Goldman: Liddick’s assertion of our Founders inaccurate (letter)

In his Feb. 23 column, Morgan Liddick attempts to tie his notion of conservatism to the Founding Fathers and the Constitution. The facts do not support his contention.

Our Founding Fathers were not conservatives, they were revolutionaries. Indeed, our revolutionary Founders engaged in two revolutions. The first was the armed revolution that threw off the yoke of British control; the second was a peaceful revolution that reconstituted the government through an expeditious procedure that ignored the process set forth in the existing Articles of Confederation.

Furthermore, contrary to Mr. Liddick’s assertion, the Founders established a government intended to play an active role in the lives of our people. Thus, the Preamble to the Constitution specifies that the government is to promote the general welfare. This responsibility is repeated in Article I which gives Congress the power to collect taxes to be spent for the common defense and “general welfare.” Additionally, it is given the power to regulate commerce.

Moreover, contrary to Mr. Liddick’s contention that the Founders did not consider it a good thing for government to “get things done,” the Constitutional Convention was convened to overcome the weakness of the central government that had been created by the Articles of Confederation, a weakness that resulted in Congress’ inability to effectively promote and protect interstate commerce or adequately ensure the national defense.

Once the Constitution was adopted, Congress quickly undertook a number of commercial interventions including establishing a postal system with the accompanying building of free interstate postal roads that eventually displaced most of the existing privately owned turnpikes. Congress’ most controversial early intervention into the commercial world was the creation of the Bank of the United States in 1791. It was succeeded in 1816 by the Second Bank of the United States, established under Madison, which was partially owned by the government. Supporting the First Bank was the conservative Alexander Hamilton, opposing it the more liberal Thomas Jefferson. The Second Bank was challenged on constitutional grounds and in 1819 its legitimacy was upheld by a Supreme Court whose members had lived through the debates surrounding the Constitution’s ratification.

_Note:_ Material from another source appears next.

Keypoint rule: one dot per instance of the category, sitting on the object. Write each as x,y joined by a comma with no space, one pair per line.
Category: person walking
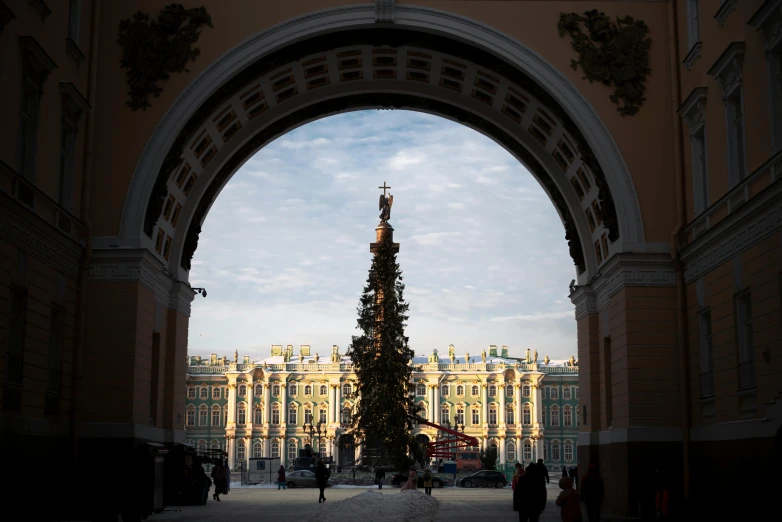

Another early intervention into the world of commerce was the creation in 1798 of a federal hospital to provide free medical and disability care for merchant seafarers — the first step on the long road to Medicaid. Additionally, in 1802 Congress established what we now know as West Point which was to be “a national university” dedicated to science and engineering.

Significant, too, is the fact that in the first half of the 19th Century, when the steam engine became the foundation for the industrial revolution, Congress began enacting a variety of laws for the licensing and safety regulation of steam ships and locomotives.

Thus, although our nation was formed when we were primarily an agrarian society relying mostly on local commerce, and, therefore, primarily reliant on local regulation and assistance, the Founders recognized the value and need for the federal government’s intervention in commercial affairs affecting our nation’s general welfare. In one sense this is conservatism because it conserves a level playing field for commerce and protects the people from the insecurities and inequities that can give rise to revolution. That is not, however, Mr. Liddick’s apparent definition of conservatism.